Nejla Bouden, 63 anni, è ingegnere e docente di geologia. Ha alle spalle una brillante carriera accademica e nella pubblica amministrazione, anche se non è certamente un’economista. Riuscirà a farsi accettare dalla litigiosa politica tunisina (che ha in fondo provocato la drastica reazione del presidente) ed a venire a capo dei problemi in cui è sprofondato il Paese? Perché la situazione è veramente arrivata all’esaperazione e le manifestazioni popolari anti-governative sono da mesi quasi all’ordine del giorno. La maggior parte della gente è certamente arrabbiata contro il governo, ma visti i risultati di questi ultimi mesi, ne ha motivo.
Il dato più eclatante, ma paradossalmente forse non il più grave, è stato l’andamento della pandemia, che a luglio, poco prima dell’intervento di Saied, aveva raggiunto 7.900 nuovi casi in un giorno (oltre il 90% delle terapie intensive). A fine settembre, la media settimanale di nuovi contagi è scesa a poco più di 700 casi al giorno, dopo 6 milioni di dosi di vaccini donate da vari Paesi, Italia compresa, e l’incremento delle vaccinazioni. Ma resta il fatto allarmante che in un Paese di soli 12 milioni di abitanti la pandemia abbia provocato (dall’inizio) la morte di quasi 20 mila persone e oltre 600 mila contagi. E il governo non ha fatto praticamente nulla per affrontare questa situazione fino all’arrivo dei primi vaccini, ad inizio agosto (secondo fonti Oms i contagi totali sarebbero 700 mila e i morti quasi 25 mila).

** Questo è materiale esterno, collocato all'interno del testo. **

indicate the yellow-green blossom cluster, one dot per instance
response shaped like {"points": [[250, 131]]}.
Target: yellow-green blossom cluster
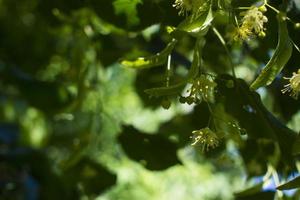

La pandemia ha anche incrementato una disoccupazione già endemica, che ha raggiunto il 18%, mentre quella giovanile ha superato il 40%. Il Pil è crollato di almeno 9-10 punti e il debito pubblico del Paese è cresciuto dal 72,5% del Pil nel 2019, al 90% nel 2020. Più dell’entità del debito, però, è preoccupante il fatto che si tratta per oltre la metà di debito estero, mentre è quasi inesistente quello dovuto ad investimenti strutturali e per lo sviluppo economico del Paese.
Clara Capelli, economista esperta di Medio Oriente e Nord Africa, in un intervento su ispionline.it del 30 luglio scorso, interpreta così, a suo avviso, il nodo fondamentale: “Indipendentemente dagli esiti della mossa del presidente Saied, la questione socio-economica continuerà ad essere disattesa. In Tunisia, come altrove, la corruzione non è tanto l’ostacolo allo sviluppo, bensì una delle espressioni del modello di sviluppo consolidatosi, che sia a fini di estrazione della rendita o per racimolare le risorse necessarie alla sopravvivenza”.
Ce la farà la nuova premier a trovare la strada per avviare un’evoluzione di questi complicati e atavici meccanismi? Riuscirà a muoversi autonomamente nonostante le premesse “presidenzialiste” di Kais Saied? Auguri, professoressa Bouden!